Nella regione indo-pacifica, la Cina stava «utilizzando metodi economici predatori per intimidire i propri vicini e militarizzando il Mar Cinese meridionale», «perseguendo l’obiettivo di una propria egemonia nella regione» contro il quale l’amministrazione Trump si faceva portavoce di una «free and open Indo-Pacific strategy».

Il sommario della National defense strategy nel 2018 riconosceva che, dopo un periodo di «atrofia strategica» in cui il predominio militare americano aveva subìto un’erosione, la principale minaccia alla sicurezza nazionale di Washington era diventata la rinnovata «competizione strategica tra gli stati». L’anno seguente l’Indo-Pacific strategy report del Pentagono confermava la Cina come «potenza revisionista», intenta a perseguire la propria «egemonia regionale nel breve periodo e una preminenza globale nel lungo».

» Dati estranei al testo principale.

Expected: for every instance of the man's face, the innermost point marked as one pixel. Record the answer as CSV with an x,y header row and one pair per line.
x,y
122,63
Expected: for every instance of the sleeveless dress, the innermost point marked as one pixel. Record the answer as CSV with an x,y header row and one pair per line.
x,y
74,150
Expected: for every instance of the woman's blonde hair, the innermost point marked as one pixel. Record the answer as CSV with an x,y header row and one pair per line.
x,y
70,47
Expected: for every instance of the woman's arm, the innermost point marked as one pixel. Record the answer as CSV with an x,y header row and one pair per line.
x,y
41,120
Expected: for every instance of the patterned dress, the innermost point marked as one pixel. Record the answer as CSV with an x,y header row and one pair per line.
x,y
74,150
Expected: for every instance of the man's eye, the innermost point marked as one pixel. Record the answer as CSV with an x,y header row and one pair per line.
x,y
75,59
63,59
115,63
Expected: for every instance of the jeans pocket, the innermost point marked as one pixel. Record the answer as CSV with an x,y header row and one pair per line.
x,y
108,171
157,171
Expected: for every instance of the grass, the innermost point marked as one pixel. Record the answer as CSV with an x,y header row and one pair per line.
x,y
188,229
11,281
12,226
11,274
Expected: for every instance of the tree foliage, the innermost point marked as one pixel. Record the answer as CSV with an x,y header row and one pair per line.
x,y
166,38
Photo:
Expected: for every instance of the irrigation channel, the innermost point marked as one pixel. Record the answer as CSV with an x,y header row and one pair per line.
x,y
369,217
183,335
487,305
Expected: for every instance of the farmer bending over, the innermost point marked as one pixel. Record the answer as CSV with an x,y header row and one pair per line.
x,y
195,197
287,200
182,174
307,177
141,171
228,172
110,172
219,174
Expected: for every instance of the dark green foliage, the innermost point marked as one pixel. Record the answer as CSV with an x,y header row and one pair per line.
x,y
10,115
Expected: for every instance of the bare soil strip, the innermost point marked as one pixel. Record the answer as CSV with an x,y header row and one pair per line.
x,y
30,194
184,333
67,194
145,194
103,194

Dal punto di vista retorico, dunque, i documenti strategici di Joseph Biden sembrano ricalcare quasi perfettamente quelli di Donald Trump, dimostrando che il passaggio di testimone presidenziale non sembra aver mutato significativamente la valutazione degli equilibri internazionali fatta dalla Casa Bianca. Gli stessi fattori strutturali che pesavano sulla politica estera di Trump continuano, infatti, a vincolare e dare forma a quella del suo successore.

Elementi di novità

Tuttalpiù, è nelle modalità di risposta che l’amministrazione attuale mostra discontinuità rispetto a quella precedente. Se l’obiettivo prefissato resta pressoché lo stesso, ovvero non più «di cambiare la Rpc» ma, piuttosto, di «plasmare l’ambiente strategico in cui essa opera» per costruire «un equilibrio di influenza» favorevole «agli Stati Uniti, agli alleati e partner» (Indo-Pacific strategy 2022), la strada scelta da Biden si snoda attraverso una maggiore enfasi data ad «alleanze modernizzate» e a «partnership flessibili». In questo senso, l’ampliamento del mandato del Quad, il dialogo di sicurezza tra Australia, Giappone, India e Stati Uniti, perché includa aree di policy non limitate alla difesa, e la firma del patto Aukus con Regno Unito e Australia, dimostrano un’attenzione alle iniziative e alle intese multilaterali – o minilaterali, quando coinvolgano un numero ridotto di attori.

Più in generale, il tentativo di includere anche altri attori all’interno del quadrilatero (Quad+) – Vietnam, Corea del Sud e Nuova Zelanda – e di riprendere in mano un progetto comprensivo di cooperazione economica – il cosiddetto Indo-Pacific economic framework – dopo che Trump aveva ordinato il ritiro americano dal Partenariato Trans-Pacifico (Tpp), dimostrano due elementi di novità rispetto alla politica del precedente inquilino della Casa Bianca.

Da un lato, la determinazione a coinvolgere e sostenere alleati e partner nella regione in iniziative che propongono un quadro di relazioni in cui sviluppare ulteriori collaborazioni bilaterali. Si veda, a tal proposito, la serie di accordi tra i membri di Quad e Aukus, come il Reciprocal access agreement nippo-australiano. Dall’altro la volontà di stabilire partnership che non si limitino alla mera dimensione militare ma che costruiscano comuni standard di cooperazione economica, tecnologica, sanitaria.

Infine, si noti che il nuovo approccio americano all’Indo-Pacifico passa anche per l’Asean, principale organizzazione regionale multilaterale, i cui leader a inizio maggio si sono incontrati proprio a Washington su invito di Biden.

Anche nel mezzo della guerra in Europa orientale, gli sviluppi dimostrano che la priorità di Biden rimane quella di coordinare una risposta regionale comune all’ascesa della Cina e alla crescente assertività di Pechino nell’Indo-Pacifico.